COLUMBUS — Ohio Gov. Mike DeWine said on Tuesday that eight people have died of the coronavirus in Ohio.

The state now has 564 confirmed cases in 49 of its 88 counties, with 145 hospitalizations. The governor said the actual number of cases is believed to be much higher.

The highest number of cases are in Cuyahoga County, where 167 are infected, and Franklin County, with 75 cases.

There are no confirmed cases reported in Lawrence County or neighboring Scioto County at this time, but one case has been reported in Gallia County, which resulted in a fatality. That individual was diagnosed at Cabell-Huntington Hospital in Huntington, West Virginia.

The first fatality from the outbreak was reported in Erie County on Friday.

His identity was released over the weekend as Mark Wagoner, Sr., 76, an attorney from the Toledo area.

“It was someone who Lt. Gov. Husted and I knew very well,” DeWine said on announcing the death on Friday. “He was very well respected by everyone who knew him. All of us extend our deepest sympathy.”

On Tuesday, the governor used his daily news conference to urge Ohioans to continue practicing social distancing during the stay-at-home order.

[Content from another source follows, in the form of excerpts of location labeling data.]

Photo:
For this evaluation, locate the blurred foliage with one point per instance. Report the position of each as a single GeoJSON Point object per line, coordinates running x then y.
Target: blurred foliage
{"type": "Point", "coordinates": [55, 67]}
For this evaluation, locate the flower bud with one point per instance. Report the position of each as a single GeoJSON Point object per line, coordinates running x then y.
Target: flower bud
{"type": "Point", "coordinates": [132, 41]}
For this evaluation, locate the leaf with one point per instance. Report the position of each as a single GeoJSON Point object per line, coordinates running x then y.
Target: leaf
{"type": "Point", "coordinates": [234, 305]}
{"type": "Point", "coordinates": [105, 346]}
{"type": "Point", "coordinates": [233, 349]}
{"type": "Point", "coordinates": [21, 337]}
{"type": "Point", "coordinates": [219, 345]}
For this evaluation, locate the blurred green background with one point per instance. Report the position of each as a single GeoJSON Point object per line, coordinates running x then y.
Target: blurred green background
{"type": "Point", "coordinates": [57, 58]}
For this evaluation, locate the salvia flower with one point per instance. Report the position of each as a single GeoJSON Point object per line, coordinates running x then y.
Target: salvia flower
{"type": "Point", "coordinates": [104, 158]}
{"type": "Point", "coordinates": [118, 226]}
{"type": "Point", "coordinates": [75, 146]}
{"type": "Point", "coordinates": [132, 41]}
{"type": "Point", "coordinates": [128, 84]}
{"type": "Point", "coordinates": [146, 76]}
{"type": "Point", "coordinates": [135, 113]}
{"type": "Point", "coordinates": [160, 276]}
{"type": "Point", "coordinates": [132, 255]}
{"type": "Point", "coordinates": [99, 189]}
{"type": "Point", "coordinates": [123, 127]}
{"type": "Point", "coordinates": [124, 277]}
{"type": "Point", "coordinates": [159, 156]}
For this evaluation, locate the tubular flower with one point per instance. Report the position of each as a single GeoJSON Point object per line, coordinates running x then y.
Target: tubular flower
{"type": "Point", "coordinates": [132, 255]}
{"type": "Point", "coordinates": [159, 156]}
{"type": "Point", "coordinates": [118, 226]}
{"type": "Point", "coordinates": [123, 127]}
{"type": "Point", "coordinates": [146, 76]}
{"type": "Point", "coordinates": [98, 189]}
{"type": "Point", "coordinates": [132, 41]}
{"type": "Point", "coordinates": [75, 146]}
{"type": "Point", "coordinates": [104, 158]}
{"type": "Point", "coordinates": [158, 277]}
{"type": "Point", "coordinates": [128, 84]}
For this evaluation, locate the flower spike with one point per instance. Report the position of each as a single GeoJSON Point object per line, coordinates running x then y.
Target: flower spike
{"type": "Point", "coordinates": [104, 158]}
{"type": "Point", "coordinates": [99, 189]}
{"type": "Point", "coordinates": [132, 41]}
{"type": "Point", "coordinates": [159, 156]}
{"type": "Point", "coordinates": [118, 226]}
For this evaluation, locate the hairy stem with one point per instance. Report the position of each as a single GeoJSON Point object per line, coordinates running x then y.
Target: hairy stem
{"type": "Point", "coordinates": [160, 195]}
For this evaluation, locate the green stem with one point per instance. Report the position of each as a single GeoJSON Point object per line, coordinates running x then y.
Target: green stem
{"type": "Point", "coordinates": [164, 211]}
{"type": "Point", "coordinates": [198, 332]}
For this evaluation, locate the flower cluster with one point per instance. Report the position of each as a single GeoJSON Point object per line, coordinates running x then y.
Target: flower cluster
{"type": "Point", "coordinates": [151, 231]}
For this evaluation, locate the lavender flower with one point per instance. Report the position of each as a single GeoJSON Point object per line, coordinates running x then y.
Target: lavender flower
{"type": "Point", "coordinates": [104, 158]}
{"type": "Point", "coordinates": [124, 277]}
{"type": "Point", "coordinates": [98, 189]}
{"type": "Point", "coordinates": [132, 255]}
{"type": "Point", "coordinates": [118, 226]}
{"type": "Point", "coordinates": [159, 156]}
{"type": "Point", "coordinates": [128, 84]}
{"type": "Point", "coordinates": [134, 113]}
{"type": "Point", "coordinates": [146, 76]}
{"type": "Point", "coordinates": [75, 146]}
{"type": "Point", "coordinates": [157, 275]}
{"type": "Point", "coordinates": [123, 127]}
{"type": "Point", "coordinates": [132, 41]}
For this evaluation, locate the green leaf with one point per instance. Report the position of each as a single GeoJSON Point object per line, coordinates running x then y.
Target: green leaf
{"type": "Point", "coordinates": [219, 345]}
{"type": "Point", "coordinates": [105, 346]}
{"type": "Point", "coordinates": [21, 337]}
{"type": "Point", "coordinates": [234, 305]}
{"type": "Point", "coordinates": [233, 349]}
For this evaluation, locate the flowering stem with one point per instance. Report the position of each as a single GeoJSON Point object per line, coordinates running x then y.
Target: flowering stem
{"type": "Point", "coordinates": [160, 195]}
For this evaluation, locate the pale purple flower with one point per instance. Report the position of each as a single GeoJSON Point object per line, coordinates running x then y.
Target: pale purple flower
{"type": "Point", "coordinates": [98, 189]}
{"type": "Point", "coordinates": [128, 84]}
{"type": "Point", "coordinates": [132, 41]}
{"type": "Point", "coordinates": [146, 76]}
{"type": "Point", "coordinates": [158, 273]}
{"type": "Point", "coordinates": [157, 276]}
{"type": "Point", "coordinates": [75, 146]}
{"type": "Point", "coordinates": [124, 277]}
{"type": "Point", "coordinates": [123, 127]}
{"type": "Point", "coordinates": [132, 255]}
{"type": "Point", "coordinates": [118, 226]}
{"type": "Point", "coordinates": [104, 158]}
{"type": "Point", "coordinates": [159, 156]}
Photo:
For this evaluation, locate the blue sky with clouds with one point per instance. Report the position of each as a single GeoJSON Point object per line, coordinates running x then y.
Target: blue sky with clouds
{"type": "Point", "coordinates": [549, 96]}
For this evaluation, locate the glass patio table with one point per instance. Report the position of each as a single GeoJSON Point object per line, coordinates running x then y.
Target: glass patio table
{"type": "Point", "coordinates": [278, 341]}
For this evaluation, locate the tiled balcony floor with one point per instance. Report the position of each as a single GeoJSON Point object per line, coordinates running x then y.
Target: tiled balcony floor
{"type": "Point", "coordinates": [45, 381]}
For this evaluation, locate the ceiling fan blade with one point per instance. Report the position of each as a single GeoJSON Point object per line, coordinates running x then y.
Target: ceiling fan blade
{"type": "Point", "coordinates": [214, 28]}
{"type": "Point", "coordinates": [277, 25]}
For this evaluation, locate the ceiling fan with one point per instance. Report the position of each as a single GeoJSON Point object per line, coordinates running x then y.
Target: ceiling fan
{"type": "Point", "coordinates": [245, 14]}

“As we have watched different countries and other states, it is important for us to remind you of our goal to flatten the curve,” he said. “We have to do what we are doing so our health care system is not overwhelmed. Not only for COVID-19 patients but also for other emergencies.”

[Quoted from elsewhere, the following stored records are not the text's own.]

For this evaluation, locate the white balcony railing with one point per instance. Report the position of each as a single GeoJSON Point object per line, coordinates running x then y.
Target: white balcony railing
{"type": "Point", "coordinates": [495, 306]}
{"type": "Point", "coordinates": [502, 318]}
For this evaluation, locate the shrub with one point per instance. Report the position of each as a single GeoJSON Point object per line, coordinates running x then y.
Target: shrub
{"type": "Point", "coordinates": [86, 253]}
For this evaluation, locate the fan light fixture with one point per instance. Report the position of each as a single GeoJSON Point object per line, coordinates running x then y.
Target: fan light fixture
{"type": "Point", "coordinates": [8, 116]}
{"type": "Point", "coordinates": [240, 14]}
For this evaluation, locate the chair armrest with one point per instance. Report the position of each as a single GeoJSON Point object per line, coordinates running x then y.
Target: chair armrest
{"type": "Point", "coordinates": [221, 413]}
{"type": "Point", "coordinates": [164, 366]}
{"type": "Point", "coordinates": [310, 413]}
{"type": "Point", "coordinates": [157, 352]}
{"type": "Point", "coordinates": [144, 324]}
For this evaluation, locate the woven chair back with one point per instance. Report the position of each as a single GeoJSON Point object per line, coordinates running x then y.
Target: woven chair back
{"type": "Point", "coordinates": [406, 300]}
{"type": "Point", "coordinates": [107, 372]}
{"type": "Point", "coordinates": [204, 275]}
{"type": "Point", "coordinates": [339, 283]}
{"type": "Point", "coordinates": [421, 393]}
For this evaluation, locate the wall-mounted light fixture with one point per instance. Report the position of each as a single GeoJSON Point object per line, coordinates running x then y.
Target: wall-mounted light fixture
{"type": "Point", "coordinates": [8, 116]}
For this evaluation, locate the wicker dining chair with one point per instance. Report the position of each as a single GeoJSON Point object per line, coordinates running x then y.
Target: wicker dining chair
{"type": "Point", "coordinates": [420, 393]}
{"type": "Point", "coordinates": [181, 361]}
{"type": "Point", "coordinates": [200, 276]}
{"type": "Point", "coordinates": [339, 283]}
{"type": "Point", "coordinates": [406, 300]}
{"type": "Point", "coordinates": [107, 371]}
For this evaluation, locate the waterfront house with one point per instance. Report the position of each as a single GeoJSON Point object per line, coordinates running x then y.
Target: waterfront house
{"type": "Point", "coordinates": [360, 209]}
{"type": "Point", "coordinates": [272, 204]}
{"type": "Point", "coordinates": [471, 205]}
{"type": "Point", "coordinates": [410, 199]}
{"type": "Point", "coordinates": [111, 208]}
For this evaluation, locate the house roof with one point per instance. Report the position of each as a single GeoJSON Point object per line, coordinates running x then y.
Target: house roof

The governor also directed viewers to the hashtag #InThisTogetherOhio and #StayAtHomeOhio on social media, where he said his team has reached out to well-known Ohioans to post videos encouraging the state’s residents to follow best practices.

DeWine said his office is working to supply and prepare hospitals, partnering with the private sector on securing more beds and masks. He said his office has also asked hospitals to avoid elective surgeries to prepare for the coming need on those facilities and best allocate resources.

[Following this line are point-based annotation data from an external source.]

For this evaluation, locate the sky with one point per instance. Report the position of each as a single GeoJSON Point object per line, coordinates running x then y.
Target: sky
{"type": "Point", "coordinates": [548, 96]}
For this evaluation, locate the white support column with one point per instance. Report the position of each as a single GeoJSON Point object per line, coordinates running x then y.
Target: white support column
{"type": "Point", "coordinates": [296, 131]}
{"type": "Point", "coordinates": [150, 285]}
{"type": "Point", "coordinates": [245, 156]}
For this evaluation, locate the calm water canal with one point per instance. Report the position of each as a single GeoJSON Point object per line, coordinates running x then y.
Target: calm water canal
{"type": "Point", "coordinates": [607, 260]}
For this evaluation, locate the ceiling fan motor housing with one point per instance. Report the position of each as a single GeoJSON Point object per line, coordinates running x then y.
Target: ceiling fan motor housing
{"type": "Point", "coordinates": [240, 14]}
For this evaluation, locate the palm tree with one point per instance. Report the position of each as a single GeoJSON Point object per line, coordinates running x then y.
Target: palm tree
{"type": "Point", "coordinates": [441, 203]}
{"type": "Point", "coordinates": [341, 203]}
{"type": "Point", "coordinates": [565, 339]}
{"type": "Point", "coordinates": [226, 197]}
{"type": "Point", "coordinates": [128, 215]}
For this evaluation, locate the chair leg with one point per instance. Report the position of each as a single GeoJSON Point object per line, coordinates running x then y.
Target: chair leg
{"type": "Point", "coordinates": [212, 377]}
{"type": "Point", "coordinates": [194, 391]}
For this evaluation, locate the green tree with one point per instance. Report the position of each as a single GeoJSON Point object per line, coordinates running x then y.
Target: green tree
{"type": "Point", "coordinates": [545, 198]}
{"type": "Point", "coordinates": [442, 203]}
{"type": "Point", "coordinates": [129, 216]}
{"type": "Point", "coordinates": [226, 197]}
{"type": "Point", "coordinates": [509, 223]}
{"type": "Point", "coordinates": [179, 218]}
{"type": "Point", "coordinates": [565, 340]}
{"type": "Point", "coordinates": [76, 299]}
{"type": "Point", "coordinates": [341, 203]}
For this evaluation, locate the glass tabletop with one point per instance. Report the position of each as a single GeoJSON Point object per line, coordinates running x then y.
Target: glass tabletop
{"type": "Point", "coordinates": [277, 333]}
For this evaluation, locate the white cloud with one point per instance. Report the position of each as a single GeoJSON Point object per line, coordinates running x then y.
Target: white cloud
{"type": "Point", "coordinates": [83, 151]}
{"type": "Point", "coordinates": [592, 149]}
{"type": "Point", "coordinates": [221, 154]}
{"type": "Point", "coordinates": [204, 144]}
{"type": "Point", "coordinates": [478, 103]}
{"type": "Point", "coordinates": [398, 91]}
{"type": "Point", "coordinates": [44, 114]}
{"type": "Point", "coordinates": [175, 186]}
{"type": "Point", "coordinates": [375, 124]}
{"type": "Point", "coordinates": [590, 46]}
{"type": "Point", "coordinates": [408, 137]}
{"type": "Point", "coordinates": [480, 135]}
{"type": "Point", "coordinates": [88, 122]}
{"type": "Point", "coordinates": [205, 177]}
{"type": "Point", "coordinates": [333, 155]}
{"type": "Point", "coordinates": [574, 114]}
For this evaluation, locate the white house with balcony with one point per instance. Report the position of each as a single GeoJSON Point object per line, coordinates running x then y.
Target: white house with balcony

DeWine also addressed the economic impact of the shutdown.

“That’s certainly on everyone’s mind,” he said, stating he thinks every day about those who are struggling.

“What we have done, we have done to protect lives,” he said.

DeWine said he has been asked about the statements by President Donald Trump, who said Tuesday that he wants to see the economy “re-open by Easter” on April 12.

The governor said he shares the frustration the president has and that he wants to end the shutdown as soon as he is able to do so safely.

“The truth is protecting people and protecting the economy are not mutually exclusive,” DeWine said. “In fact, one depends upon the other. The fact is, we save our economy by first saving lives. And we have to do it in that order. If our hospitals are overwhelmed and thousands of our fellow Ohioans do not get the care they need. If many of our nurses and doctors get sick, that’s a personal tragedy for them and a tragedy for all of us. And it’s also not helpful to all of us as we look to rebuild this economy moving forward. That would be truly destructive.”